I’ve been talking about this a lot with V and he said he worries that my idealism has been replaced by cynicism. I asked when I was ever idealistic and he reminded me that I used to be much more willing and eager to charge off on something.
I admit that I’ve often been impulsive. I accepted a job in Mali without knowing anything about the country or even where to find it on a map. I love traveling without a fixed destination, discovering as I go.
But at the same time, I think I’ve seen enough to have long lost any idealism I might have held about international work. Reading a book like Little Princes just reminds me of the risks of parachuting in to fix someone else’s problems and I get frustrated when complex inter-cultural relationships are portrayed in hero/victim roles.
When I was in Mali I struggled with my role as a foreign teacher. Sure I had some skills that could be useful to others, but there were hundreds of Malians with these skills, and more. My daily allocation of $10 was the equivalent of a good 2-week salary. Add on the money for my plane ticket, immunizations, visas, etc and basically my 5-month stint could likely have given a Malian a full-time job for a few years.

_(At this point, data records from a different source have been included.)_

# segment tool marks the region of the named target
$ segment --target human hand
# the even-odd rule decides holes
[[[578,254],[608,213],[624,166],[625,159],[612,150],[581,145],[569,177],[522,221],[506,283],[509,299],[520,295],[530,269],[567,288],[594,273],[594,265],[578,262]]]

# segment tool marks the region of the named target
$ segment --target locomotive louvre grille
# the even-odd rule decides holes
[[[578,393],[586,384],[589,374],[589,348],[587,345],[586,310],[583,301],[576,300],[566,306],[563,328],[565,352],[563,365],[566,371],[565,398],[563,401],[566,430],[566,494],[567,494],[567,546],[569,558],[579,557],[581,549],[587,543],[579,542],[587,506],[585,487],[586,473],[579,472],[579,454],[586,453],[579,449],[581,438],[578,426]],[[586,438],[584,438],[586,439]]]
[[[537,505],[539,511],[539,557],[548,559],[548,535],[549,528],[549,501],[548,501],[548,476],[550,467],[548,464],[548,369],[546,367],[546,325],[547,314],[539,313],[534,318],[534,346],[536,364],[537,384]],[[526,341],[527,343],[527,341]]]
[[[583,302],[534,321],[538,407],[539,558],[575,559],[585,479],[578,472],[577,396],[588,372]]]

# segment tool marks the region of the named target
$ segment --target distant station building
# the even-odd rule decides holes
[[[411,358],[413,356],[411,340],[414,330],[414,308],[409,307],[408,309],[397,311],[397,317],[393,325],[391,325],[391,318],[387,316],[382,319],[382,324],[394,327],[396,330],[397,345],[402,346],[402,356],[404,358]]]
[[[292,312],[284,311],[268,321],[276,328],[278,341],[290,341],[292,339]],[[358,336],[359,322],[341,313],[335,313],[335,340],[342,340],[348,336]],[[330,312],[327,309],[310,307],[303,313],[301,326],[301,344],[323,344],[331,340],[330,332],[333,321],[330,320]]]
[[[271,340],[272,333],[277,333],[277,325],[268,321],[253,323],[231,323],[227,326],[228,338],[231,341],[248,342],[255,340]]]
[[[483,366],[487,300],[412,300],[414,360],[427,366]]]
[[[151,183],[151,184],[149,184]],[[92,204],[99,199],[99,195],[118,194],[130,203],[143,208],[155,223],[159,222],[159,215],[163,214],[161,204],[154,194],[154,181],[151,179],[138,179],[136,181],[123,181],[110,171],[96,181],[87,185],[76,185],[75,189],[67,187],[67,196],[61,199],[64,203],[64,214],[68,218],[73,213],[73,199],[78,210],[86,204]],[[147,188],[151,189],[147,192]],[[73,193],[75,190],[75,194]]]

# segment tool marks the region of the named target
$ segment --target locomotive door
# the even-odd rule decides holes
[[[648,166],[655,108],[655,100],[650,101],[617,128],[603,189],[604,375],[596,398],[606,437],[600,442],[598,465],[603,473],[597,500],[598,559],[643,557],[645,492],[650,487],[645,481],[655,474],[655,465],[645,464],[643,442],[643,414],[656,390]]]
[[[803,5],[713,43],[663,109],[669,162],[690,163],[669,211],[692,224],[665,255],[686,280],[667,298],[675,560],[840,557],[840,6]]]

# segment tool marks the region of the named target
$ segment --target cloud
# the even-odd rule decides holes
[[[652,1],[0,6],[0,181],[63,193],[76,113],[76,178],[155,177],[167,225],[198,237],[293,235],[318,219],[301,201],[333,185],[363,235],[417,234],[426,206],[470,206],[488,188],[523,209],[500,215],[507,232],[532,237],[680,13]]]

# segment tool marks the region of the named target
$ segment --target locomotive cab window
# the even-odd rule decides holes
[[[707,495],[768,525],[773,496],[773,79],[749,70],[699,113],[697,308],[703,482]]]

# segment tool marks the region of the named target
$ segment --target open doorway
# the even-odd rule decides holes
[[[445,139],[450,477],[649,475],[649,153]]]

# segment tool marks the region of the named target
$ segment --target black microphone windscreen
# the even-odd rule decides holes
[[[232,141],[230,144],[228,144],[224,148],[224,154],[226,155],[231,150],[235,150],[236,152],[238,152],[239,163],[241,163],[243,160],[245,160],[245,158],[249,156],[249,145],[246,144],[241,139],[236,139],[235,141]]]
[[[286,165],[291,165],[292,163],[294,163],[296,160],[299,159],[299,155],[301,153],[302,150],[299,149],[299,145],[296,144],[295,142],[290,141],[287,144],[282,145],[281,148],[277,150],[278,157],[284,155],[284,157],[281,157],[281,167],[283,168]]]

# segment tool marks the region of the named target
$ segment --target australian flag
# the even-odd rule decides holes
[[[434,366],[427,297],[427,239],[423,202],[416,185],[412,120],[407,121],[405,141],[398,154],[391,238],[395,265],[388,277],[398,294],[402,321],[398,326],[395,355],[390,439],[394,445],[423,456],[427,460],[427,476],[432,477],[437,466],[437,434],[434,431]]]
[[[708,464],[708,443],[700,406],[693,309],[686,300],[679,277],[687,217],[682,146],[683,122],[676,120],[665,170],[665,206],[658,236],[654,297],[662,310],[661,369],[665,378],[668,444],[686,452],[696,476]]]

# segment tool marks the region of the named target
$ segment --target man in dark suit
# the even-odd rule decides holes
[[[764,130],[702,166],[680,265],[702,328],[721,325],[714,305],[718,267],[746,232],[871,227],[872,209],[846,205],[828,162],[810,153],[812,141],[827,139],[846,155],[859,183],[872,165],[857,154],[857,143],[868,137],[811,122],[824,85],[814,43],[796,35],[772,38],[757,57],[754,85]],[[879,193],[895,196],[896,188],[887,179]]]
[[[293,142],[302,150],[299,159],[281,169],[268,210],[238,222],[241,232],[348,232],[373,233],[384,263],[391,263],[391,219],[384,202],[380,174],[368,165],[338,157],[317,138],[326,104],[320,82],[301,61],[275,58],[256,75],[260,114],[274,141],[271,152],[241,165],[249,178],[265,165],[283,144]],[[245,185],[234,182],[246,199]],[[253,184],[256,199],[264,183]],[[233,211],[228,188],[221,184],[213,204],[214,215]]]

I asked a young man who had trained in IT what he thought of people like me coming to Mali to do jobs he was qualified for. He dropped his gaze and shrugged.
“Its complex here,” he said. “Because of your skin colour, people will listen to you. I could go in and say the same thing, but they wouldn’t respect me.”
So while I could say my presence enabled people to receive computer training, and acquire skills to complete in the world economy of high tech, on the other hand my presence disabled people him from assuming these same roles.